Hoy, las versiones sobre el anuncio de Rusia de entregar al gobierno sirio, encabezado por el presidente Bashar al Asad, misiles de largo alcance S-300 y 10 aviones de combate, parecen encontradas.

Bashar al Asad, presidente sirio. / AFP
Bashar al Asad, presidente sirio. / AFP

 Bajo el argumento de que esta entrega servirá para prevenir la intervención de fuerzas extranjeras en Siria, un país que completa 26 meses de conflicto, el gobierno de Moscú ha defendido su decisión en el contexto internacional, en el que Estados Unidos y la mayoría de países europeos son partidarios de la renuncia de Al Asad.

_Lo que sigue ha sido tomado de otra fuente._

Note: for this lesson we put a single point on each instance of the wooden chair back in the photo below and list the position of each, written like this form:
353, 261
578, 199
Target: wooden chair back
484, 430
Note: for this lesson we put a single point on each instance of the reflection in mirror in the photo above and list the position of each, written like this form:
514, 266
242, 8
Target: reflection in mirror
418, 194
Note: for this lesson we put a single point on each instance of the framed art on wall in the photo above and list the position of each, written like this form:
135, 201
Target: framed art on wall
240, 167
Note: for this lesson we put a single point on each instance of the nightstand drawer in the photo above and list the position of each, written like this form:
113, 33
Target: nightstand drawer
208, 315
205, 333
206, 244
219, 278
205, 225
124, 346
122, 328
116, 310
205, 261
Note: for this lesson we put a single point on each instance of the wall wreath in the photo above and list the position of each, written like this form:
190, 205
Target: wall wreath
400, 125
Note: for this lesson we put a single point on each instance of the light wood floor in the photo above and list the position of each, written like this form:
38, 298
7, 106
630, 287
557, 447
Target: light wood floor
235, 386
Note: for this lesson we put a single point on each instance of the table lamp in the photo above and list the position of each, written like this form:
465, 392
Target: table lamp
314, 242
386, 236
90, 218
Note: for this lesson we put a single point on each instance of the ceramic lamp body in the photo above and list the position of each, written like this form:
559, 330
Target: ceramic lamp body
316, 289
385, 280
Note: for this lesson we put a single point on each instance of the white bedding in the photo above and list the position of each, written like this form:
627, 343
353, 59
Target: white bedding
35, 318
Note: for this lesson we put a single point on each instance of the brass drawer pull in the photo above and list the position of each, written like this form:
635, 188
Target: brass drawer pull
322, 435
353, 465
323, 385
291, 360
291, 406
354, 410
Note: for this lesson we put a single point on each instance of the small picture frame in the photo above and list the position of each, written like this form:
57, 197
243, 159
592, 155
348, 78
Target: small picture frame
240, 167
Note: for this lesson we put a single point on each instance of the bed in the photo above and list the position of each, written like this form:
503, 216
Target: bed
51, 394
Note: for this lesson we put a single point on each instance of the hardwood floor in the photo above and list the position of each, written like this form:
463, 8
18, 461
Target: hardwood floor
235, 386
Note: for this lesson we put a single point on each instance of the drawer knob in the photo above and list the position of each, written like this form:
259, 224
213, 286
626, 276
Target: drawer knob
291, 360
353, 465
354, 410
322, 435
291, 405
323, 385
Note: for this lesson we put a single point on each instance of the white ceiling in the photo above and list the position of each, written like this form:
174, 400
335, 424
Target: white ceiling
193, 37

El revuelo sobre el tema comenzó después de que el periódico libanés Al Akhbar publicara unas declaraciones de Al Asad en las que el presidente afirmaba que su país ya había recibido el primer envío de misiles. La noticia fue ampliamente difundida, dado el punto en el que se encuentra el conflicto, pues la Unión Europea acordó levantar la moratoria que impedía suministrar armamento a los rebeldes para apoyarlos en su lucha contra Al Asad.

Sin embargo, Rusia desmintió de manera indirecta la versión de Al Asad. Citadas como “fuentes de la industria armamentística rusa”, aparecieron voces que desde Moscú indicaban que los misiles no podrían ser entregados hasta otoño, en el mes de septiembre.

A la vez, un testigo no identificado que presenció la entrevista del presidente sirio en la que aparentemente se hizo el anuncio, aseguró a la agencia de noticias rusa RIA Novosti que Al Asad no había dicho que su país ya dispusiera de los misiles rusos en cuestión y difundió una cita textual del presidente, de la que habría partido la mala interpretación: “Todo lo que hemos acordado con Rusia se llevará a cabo; parte de los acuerdos se han cumplido recientemente, y nosotros y los rusos continuaremos cumpliendo esos contratos”.

Mientras tanto, la ONU continúa recibiendo denuncias sobre el aparente uso de armas químicas en el conflicto por parte de las fuerzas oficiales.